Improve logging in datasets?
Status Quo
Currently our datasets sometimes print diagnostic messages:
https://github.com/pytorch/vision/blob/657c0767c5ca5564c8b437ac44263994c8e01352/torchvision/datasets/caltech.py#L128
The common download utilities write to STDOUT
https://github.com/pytorch/vision/blob/657c0767c5ca5564c8b437ac44263994c8e01352/torchvision/datasets/utils.py#L156
and use tqdm which writes to STDERR:
https://github.com/pytorch/vision/blob/657c0767c5ca5564c8b437ac44263994c8e01352/torchvision/datasets/utils.py#L36
The latter has the option to also write to a different stream, but our fallback from torch.hub does not.

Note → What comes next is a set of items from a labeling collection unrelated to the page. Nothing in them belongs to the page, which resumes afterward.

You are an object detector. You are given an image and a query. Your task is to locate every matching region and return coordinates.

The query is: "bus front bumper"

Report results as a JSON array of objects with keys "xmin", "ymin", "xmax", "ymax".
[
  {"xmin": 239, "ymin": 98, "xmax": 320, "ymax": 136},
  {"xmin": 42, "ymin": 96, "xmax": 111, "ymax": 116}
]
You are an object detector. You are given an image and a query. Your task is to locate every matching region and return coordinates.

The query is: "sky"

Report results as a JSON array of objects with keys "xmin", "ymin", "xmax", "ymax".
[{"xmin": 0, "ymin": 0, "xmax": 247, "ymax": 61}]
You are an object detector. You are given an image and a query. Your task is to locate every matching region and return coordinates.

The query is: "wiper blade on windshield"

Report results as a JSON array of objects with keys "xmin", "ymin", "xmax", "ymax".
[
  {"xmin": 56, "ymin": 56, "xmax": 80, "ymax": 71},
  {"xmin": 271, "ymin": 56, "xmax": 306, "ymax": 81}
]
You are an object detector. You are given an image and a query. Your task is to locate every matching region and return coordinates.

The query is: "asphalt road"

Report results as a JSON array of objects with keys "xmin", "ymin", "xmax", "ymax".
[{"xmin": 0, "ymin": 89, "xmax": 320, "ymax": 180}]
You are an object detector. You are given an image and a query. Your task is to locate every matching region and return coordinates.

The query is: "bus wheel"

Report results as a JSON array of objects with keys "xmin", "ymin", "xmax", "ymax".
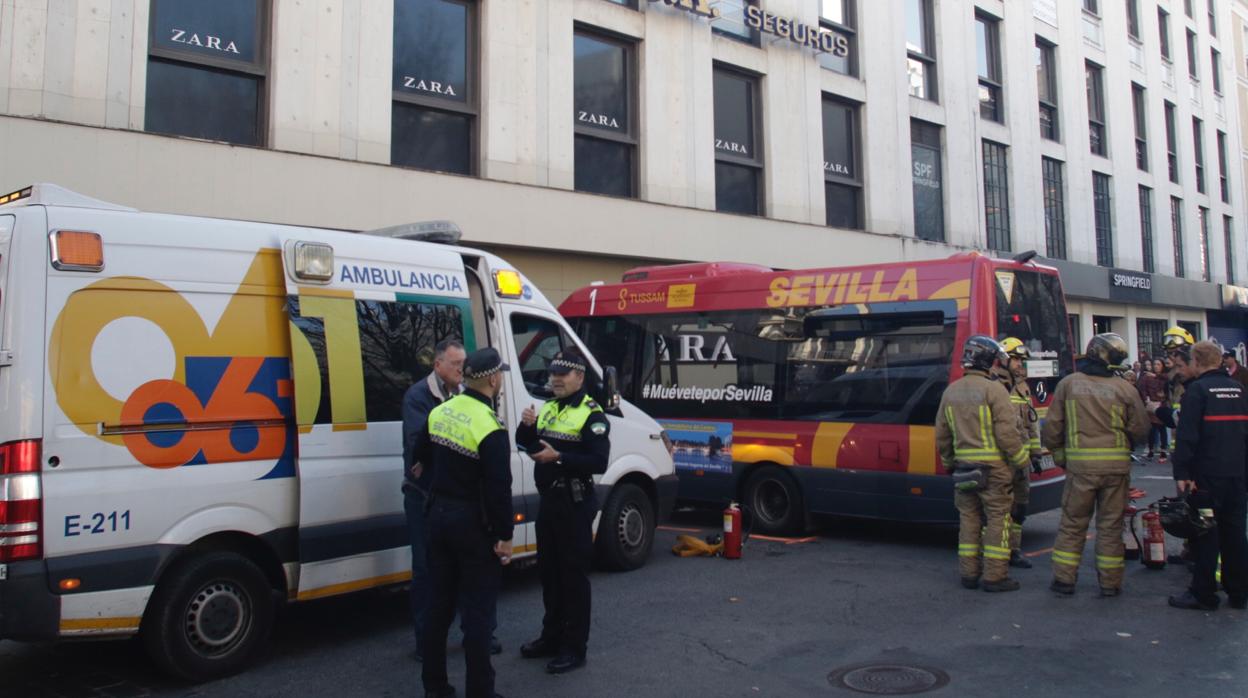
[
  {"xmin": 598, "ymin": 482, "xmax": 654, "ymax": 572},
  {"xmin": 141, "ymin": 552, "xmax": 273, "ymax": 682},
  {"xmin": 744, "ymin": 466, "xmax": 806, "ymax": 534}
]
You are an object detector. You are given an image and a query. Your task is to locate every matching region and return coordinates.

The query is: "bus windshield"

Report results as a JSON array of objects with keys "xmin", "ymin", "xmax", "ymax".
[{"xmin": 996, "ymin": 271, "xmax": 1075, "ymax": 378}]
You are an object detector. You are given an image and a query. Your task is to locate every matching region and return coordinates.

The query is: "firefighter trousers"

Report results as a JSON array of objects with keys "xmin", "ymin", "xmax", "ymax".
[
  {"xmin": 953, "ymin": 465, "xmax": 1013, "ymax": 582},
  {"xmin": 1010, "ymin": 467, "xmax": 1031, "ymax": 551},
  {"xmin": 1053, "ymin": 471, "xmax": 1131, "ymax": 589}
]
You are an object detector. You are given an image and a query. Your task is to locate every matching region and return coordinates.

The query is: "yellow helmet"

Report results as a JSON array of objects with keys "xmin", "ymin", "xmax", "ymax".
[
  {"xmin": 1001, "ymin": 337, "xmax": 1031, "ymax": 360},
  {"xmin": 1162, "ymin": 325, "xmax": 1196, "ymax": 350}
]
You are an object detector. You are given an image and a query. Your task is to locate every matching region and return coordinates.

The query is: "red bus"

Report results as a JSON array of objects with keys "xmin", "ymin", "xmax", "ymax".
[{"xmin": 559, "ymin": 252, "xmax": 1075, "ymax": 532}]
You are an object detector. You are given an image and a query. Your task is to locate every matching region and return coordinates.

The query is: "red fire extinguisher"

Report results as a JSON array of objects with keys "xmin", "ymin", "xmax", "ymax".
[
  {"xmin": 1139, "ymin": 507, "xmax": 1166, "ymax": 569},
  {"xmin": 724, "ymin": 502, "xmax": 741, "ymax": 559}
]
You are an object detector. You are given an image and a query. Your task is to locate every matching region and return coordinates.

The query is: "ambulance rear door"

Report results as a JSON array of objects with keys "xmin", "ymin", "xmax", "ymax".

In some cases some information is also logged by our dependencies
https://github.com/pytorch/vision/blob/657c0767c5ca5564c8b437ac44263994c8e01352/torchvision/datasets/coco.py#L36
In any case, the user has no control over it whatsoever.
Proposal
Have a global or local setting for the stream we write to. For example
torchvision.datasets.logging_stream()
I would default it to sys.stdout, but no strong opinion. To silence everything, one could do
import os
torchvision.datasets.logging_stream(open(os.devnull, "w"))
We could also add a shortcut with quiet=True for that.
Priority
This thing was touched on in https://github.com/pytorch/vision/issues/330#issuecomment-854715846 and from time to time we receive issues (#330) to either silence the output or redirect it to a different stream (#7040).
Still, I think the priority is pretty low for this. I just wanted to have it in a separate issue to make it easier to track.
Hi @pmeier!
Could I help you with this? I would also be interested in allowing the user to disable some of the messages. Sorry for the beginner question, but is there also a reason not to use Python's logging module (as in lightning, for instance)?